During recovery, time to ambulation, first flatus, first defecation, oral intake recovery and hospital stay was significantly shorter in SILS + 1 group in this study, which was repeatedly demonstrated by other reduced-port surgery studies [19,20,21, 33]. For postoperative pain assessment, when analyzing with VAS, we found that on POD 3 and 4, the VAS was significantly lower in SILS + 1 group, which was also observed in Song’s report and our previous studies [19, 22, 23]. We believed that the three additional 5-mm trocar incisions in CLS group not only augmented the total incision lengths, but also significantly up-regulated the painful feeling when we encouraged the patients to increase ambulation on POD 3–4. Though we used identical recovery pathway for all patients, we thought that the less pain in SILS + 1 group contributed to the earlier ambulation and eventually, resulted in faster recovery of bowel movement.

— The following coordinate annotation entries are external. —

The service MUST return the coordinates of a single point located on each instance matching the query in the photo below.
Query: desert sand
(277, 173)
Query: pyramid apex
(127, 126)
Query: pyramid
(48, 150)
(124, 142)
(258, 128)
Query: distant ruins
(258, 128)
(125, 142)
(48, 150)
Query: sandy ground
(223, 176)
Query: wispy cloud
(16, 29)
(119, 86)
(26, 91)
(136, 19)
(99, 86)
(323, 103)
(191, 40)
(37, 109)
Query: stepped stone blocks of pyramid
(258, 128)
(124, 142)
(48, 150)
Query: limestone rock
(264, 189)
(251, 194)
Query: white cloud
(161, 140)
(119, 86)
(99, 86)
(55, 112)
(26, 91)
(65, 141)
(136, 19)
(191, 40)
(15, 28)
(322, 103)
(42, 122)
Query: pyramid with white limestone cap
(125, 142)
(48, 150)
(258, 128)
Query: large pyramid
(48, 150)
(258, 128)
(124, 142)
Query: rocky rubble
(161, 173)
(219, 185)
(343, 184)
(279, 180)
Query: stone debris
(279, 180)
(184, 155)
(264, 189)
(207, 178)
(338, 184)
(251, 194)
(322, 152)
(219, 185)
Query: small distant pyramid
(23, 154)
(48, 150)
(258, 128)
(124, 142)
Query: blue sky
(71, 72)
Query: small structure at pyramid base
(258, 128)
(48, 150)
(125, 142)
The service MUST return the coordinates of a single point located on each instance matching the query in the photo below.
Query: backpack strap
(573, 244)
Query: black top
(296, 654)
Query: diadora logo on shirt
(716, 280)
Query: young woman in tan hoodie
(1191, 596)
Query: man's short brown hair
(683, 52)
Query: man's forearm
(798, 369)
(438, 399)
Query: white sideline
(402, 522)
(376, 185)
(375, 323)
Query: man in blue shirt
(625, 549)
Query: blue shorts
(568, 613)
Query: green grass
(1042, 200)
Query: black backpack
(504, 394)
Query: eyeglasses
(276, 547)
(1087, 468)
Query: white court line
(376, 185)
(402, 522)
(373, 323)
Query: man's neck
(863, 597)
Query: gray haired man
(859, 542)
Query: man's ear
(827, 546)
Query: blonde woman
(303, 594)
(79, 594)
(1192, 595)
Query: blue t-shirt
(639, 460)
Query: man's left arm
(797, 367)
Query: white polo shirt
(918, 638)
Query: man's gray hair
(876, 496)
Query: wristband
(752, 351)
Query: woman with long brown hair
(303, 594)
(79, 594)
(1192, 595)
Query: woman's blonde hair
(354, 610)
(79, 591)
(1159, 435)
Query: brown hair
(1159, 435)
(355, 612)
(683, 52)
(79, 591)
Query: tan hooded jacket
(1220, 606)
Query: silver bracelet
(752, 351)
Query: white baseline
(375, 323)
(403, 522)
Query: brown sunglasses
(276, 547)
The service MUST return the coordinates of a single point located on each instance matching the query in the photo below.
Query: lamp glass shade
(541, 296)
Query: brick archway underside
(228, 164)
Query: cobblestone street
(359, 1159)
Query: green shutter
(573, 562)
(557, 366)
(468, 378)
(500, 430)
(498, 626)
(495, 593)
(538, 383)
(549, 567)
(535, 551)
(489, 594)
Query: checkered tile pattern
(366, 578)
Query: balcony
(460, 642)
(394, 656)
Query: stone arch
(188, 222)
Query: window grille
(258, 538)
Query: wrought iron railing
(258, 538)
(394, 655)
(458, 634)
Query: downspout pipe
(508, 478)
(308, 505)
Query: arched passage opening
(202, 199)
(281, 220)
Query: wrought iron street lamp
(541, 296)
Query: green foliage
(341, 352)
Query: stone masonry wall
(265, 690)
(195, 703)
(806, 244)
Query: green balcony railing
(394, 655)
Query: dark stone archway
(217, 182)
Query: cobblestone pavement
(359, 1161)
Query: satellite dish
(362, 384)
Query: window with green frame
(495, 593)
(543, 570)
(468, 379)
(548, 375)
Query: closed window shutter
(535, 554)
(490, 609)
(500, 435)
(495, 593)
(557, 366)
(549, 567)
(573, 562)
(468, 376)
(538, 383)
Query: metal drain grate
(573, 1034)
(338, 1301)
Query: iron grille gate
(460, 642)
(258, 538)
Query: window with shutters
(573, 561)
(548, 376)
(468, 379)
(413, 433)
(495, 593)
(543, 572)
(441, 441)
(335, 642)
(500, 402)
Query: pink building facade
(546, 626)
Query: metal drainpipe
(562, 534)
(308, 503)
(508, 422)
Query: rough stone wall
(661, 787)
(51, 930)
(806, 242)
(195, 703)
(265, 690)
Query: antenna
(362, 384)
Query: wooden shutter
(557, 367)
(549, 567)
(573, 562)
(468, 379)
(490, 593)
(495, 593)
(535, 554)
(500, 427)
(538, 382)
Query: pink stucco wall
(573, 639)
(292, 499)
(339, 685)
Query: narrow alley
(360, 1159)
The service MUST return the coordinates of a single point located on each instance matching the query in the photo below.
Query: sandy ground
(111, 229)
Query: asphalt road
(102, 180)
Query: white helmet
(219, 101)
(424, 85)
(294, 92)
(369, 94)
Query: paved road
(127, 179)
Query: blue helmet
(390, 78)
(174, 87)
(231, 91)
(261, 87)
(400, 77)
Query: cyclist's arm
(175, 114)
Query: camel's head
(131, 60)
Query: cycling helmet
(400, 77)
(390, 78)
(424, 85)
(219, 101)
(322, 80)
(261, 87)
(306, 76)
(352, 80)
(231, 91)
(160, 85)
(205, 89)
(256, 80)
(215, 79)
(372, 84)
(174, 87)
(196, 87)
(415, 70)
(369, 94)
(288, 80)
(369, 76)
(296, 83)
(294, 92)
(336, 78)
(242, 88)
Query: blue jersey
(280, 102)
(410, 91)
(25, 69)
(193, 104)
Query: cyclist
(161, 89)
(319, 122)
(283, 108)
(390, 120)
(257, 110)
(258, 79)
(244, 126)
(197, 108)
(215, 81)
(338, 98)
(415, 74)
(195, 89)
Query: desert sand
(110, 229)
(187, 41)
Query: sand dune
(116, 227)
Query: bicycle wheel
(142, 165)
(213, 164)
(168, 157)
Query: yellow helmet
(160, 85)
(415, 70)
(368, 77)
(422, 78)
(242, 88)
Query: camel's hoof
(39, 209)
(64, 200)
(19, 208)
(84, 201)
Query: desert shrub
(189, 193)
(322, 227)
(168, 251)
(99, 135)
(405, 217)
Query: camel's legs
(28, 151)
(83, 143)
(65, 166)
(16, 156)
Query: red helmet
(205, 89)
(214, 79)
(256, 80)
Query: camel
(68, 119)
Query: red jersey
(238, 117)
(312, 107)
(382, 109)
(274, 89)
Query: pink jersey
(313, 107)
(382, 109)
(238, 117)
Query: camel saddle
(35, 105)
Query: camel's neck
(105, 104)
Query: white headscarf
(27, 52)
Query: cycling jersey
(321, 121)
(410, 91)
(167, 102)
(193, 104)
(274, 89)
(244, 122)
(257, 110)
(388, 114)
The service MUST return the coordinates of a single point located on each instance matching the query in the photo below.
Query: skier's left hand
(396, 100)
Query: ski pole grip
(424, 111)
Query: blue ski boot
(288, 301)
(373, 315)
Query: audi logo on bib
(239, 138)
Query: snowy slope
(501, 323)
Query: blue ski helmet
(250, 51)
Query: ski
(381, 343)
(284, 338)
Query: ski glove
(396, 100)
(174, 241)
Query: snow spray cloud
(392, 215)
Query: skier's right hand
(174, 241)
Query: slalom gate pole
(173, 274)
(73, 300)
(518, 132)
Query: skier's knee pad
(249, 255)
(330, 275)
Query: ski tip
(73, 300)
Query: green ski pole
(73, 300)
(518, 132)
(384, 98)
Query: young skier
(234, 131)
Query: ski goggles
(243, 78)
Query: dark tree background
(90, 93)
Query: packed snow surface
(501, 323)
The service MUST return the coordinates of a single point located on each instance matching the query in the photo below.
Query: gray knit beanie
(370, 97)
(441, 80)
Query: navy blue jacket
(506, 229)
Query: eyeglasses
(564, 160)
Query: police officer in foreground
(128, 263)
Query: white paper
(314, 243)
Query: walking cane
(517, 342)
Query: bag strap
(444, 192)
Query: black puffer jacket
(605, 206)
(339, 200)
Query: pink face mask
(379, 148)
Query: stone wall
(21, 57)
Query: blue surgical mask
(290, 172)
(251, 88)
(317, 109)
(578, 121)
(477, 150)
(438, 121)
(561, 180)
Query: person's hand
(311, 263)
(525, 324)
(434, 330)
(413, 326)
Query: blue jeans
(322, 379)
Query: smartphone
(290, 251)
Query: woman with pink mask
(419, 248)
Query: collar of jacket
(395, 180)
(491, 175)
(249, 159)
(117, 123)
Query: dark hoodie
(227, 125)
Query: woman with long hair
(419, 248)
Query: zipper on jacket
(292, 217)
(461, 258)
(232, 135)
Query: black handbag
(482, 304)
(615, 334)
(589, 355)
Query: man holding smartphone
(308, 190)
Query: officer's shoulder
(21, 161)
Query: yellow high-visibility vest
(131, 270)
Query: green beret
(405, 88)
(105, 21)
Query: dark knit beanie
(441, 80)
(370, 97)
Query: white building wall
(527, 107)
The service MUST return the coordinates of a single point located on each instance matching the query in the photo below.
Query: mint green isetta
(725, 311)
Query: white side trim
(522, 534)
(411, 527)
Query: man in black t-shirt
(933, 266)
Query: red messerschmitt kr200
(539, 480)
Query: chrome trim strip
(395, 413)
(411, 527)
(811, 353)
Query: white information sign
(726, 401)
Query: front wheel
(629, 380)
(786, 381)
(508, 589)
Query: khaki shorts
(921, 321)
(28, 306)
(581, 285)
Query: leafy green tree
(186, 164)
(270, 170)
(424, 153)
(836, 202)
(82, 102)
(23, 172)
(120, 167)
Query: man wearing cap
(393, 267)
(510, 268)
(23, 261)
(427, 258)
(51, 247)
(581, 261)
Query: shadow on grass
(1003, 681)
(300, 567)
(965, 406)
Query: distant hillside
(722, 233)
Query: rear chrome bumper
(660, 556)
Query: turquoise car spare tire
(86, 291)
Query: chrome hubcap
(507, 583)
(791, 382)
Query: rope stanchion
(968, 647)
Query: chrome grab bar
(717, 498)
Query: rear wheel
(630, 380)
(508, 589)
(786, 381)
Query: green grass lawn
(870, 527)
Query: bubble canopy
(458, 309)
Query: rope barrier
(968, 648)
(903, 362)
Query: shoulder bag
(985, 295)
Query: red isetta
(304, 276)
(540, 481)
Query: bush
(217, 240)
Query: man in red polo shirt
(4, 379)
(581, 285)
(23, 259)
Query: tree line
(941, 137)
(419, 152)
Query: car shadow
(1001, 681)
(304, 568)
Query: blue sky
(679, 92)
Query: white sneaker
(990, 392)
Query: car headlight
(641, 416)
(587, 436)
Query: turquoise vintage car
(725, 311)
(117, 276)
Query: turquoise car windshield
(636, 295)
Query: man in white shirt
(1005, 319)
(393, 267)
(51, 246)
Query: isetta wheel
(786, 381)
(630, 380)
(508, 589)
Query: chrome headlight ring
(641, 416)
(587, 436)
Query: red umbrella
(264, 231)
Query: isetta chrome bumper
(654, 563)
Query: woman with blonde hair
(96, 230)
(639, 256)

To ascertain the oncologic efficacy of SILS + 1 compared with CLS for colorectal cancer, in our study, the 3-year disease-free survival rates of SILS + 1 and CLS group were 90.1% and 87.3%, and the 3-year overall survival rates were 93.3% and 89.8% (p = 0.172). Though there were studies focusing on SILS or SILS + 1 laparoscopic surgeries, limited long-term oncologic outcomes were provided [14, 30, 37, 38]. In Kim’s study the 3-year overall and disease-free survival rate for single-incision laparoscopic surgery for sigmoid colon cancer were 94.5% and 89.5% [38]. Also, in Hirano, Y’s analyses on SILS + 1 for rectal cancer, at a median follow-up period of 30 months, 94.3% patients enrolled had no tumor recurrence [30]. Considering that the majority of patients enrolled in our study was stage III tumors (38.8% in SILS + 1 group), and we also included right-sided colon cancer in the analyses, our 3-year oncologic results of SILS + 1 group was comparable to these reports. Meanwhile, the oncologic results of CLS group showed better survival rates than COLOR and COLOR II trials [7, 39], Suggesting that in our study, the oncologic principles for either SILS + 1 or CLS was assured. Since there was no significant difference between the two groups in terms of 3-year oncologic survivals, the comparable oncologic outcomes of SILS + 1 with CLS could be well demonstrated.

Several limitations of our study should be noted: first, although we prospectively collected the data, and conducted propensity-score-matching to minimize the selection bias, and promote the homogeneity of the study, the retrospective nature of the study introduced inherent bias. Second, the study was only carried out in one institution. Additionally, cosmetic outcomes and patient satisfaction of cosmetic effects were not compared in the study, though we believed that the major concern for colorectal cancer patients was not cosmesis. Thus, well-designed multi-center large-scale prospective randomized controlled trials are still needed to further establish the benefits of SILS + 1 in colorectal cancer.

Conclusion

The present study provides further evidence supporting that SILS + 1 for colorectal cancer is oncologically safe, feasible and would benefit patients in terms of faster recovery, less pain, and may be considered as a surgical option for selected patients with colorectal cancer.